Even in the absence of pulmonary diseases, obesity causes a decrease in pulmonary residual volume and total lung capacity. Fatty deposits across the abdomen and the chest inhibit lung compliance by stiffening the chest wall and limiting diaphragm contraction.³ Obesity hypoventilation syndrome (OHS) can develop, which causes hypercapnia and is suspected to be caused by a combination of a reduced respiratory drive and the above-described reduced respiratory mechanics. As hypercapnia worsens, respiratory acidosis develops. Because this happens over time there is some degree of metabolic compensation. The respiratory drive is thought to be reduced in obese patients because adipose tissues release the aforementioned cytokines that impairs the central nervous system’s control over respiration.

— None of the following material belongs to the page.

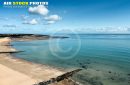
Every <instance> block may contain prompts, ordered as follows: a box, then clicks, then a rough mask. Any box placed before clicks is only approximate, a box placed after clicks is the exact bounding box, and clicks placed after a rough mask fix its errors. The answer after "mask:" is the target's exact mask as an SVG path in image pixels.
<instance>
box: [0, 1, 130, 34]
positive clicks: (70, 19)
mask: <svg viewBox="0 0 130 85" xmlns="http://www.w3.org/2000/svg"><path fill="white" fill-rule="evenodd" d="M7 1H11V2H14V1H20V0H6V2H7ZM22 1H31V2H33V1H35V2H37V1H39V2H48V5H47V6H44V5H37V6H29V7H26V8H25V7H23V8H18V7H16V8H9V7H5V6H4V5H3V2H4V0H2V1H0V30H1V31H0V33H55V32H56V33H66V32H67V33H71V32H77V33H130V0H22Z"/></svg>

The symptoms of obesity hypoventilation syndrome include obstructive sleep apnea (OSA), exertional shortness of breath, daytime sleepiness, hypercapnia, polycythemia and chronic hypoxia. The polycythemia is secondary to the chronic hypoxia experienced by these patients, which in turn is from the increased oxygen demand of excessive body mass and the heart’s excessive workload. Up to 10% of all morbidly obese patients experience OHS.⁴

As a result of these physiological changes obese patients often present with tachypnea and become short of breath easily. All tissue, including adipose tissue, requires oxygen and as a result of obesity the body’s oxygen demand rises exponentially. This requires the heart to circulate blood faster to accommodate increased distribution and the individual to breathe more rapidly to increase the rate of gas exchange. However, when combined with decreased total lung capacity, many patients struggle to keep up with oxygen demands and as a result have very limited oxygen reserves.

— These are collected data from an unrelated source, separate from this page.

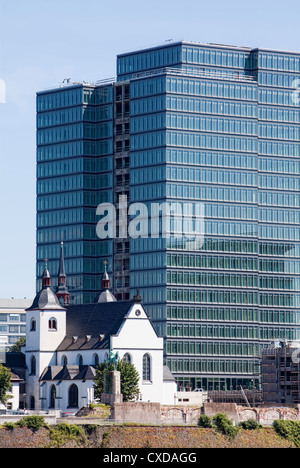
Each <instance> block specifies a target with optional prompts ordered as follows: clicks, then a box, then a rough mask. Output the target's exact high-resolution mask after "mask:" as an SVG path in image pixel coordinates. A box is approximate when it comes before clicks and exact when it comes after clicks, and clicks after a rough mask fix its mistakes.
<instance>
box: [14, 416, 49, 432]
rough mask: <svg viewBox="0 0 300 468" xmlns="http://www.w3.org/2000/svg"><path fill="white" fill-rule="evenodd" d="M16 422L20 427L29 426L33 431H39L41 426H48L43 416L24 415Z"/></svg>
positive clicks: (28, 426) (16, 423)
mask: <svg viewBox="0 0 300 468" xmlns="http://www.w3.org/2000/svg"><path fill="white" fill-rule="evenodd" d="M16 424H17V426H20V427H28V429H31V430H33V431H38V430H39V429H40V427H43V426H46V424H45V420H44V418H43V417H42V416H24V418H21V419H20V420H19V421H18V422H17V423H16Z"/></svg>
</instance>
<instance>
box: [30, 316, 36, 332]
mask: <svg viewBox="0 0 300 468" xmlns="http://www.w3.org/2000/svg"><path fill="white" fill-rule="evenodd" d="M30 331H36V320H35V319H34V318H32V319H31V321H30Z"/></svg>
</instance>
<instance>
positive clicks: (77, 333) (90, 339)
mask: <svg viewBox="0 0 300 468" xmlns="http://www.w3.org/2000/svg"><path fill="white" fill-rule="evenodd" d="M131 306H132V302H131V301H122V302H121V301H120V302H101V303H93V304H83V305H71V306H68V307H67V333H66V336H65V338H64V339H63V341H62V343H61V344H60V345H59V347H58V348H57V351H73V350H87V349H107V348H109V347H110V342H109V341H110V336H111V335H116V334H117V332H118V330H119V328H120V327H121V325H122V323H123V321H124V318H125V316H126V314H127V313H128V311H129V309H130V308H131Z"/></svg>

This limited oxygen reserve was well illustrated in a study performed on patients undergoing rapid sequence intubation in the operating room. Obese patients receiving the same amount of preoxygenation desaturated more than twice as fast as healthy adults (Figure 2).⁵ This is exacerbated by an increased airway resistance found in obesity which makes proper ventilation difficult in even the best of circumstances.⁶

Effects on cardiovascular health

For every 10 kg increase in body weight, there is a measurable 3.0 mmHg increase in systolic and 2.3 mmHg increase in diastolic blood pressure.⁷ Not surprisingly, nearly 75% of the incidence of hypertension is related to obesity. When certain cytokines are released by adipose tissue they act on the renal system and on the sympathetic nervous system. In the kidneys they activate the renin-angiotensin-aldosterone (RAA) axis, which increases sodium absorption. With the RAA axis activated, sodium reabsorption increases water retention. Blood pressure increases from both water retention and the stimulation of the sympathetic nervous system. This cardiovascular stress can cause long-term damage to the renal system by stretching the renal blood vessels, stressing glomerular filtration rates and compressing the renal medulla.